Foto von Elena Milashina, verletzt im Krankenhaus.

Sadovskaya erklärt:

Wir glauben, dass die Angreifer möglicherweise mit den örtlichen Behörden in Verbindung stehen.

Es handelte sich um einen Großeinsatz, bei dem drei Autos und zwölf Menschen mit Waffen zu sehen waren. Alles geschah auf der Straße, unter Überwachungskameras.

Sie hatten offensichtlich Zugriff auf eine Art Datenbank zur Bewegungsaufzeichnung.

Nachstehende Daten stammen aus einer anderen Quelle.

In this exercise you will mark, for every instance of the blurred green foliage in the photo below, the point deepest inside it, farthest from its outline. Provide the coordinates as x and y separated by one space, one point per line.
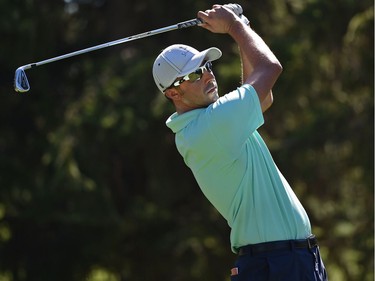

Nun ist es im Prinzip sehr schwierig, dies ohne eine Genehmigung der tschetschenischen Behörden zu erhalten.

In Tschetschenien haben die Behörden keinen der in den letzten 15 Jahren im Land verübten Angriffe untersucht. Die Ermittlungen nach diesem Angriff wird zweifellos erfolglos bleiben.

Der Journalist und der Anwalt weigerten sich, mit der Polizei zu sprechen. Sadovskaya erklärte, dass diese Untätigkeit Teil einer Strategie zur Abschreckung von Journalisten sei.

Die Behörden wollen nicht länger, dass Menschenrechtsaktivisten und Journalisten nach Tschetschenien kommen, um die Lage in der Region zu untersuchen.

Es gab in Tschetschenien so viele Fälle schwerer Angriffe auf Journalisten, dass es heute sehr selten vorkommt, dass einer von ihnen dorthin geht.

Angriffe und Morde an Journalisten, die über Tschetschenien berichten

Im Jahr 2016 reiste eine Busladung russischer und ausländischer Journalisten nach Grosny von maskierten Männern angegriffen. Sie wurden zusammengeschlagen und der Bus verbrannt.

Elena Milashina hatte nach der Ermordung Politkowskajas im Jahr 2006 Anna Politkowskaja bei der Zeitung Nowaja Gaseta ersetzt, die über den Kaukasus berichtete. Anna Politkowskaja spezialisierte sich auf die Berichterstattung über Tschetschenien.

Im Februar 2020 wurde Milashina in der Lobby ihres Hotels angegriffen, nachdem Kadyrow sie öffentlich bedroht hatte.

Novaya Gazeta ist eine der wenigen unabhängigen Zeitungen in Russland, deren Redaktion trotz eines Veröffentlichungsverbots zum Teil in Moskau sitzt und zum anderen von Lettland aus arbeitet. Fünf seiner Journalisten wurden in den letzten 25 Jahren ermordet.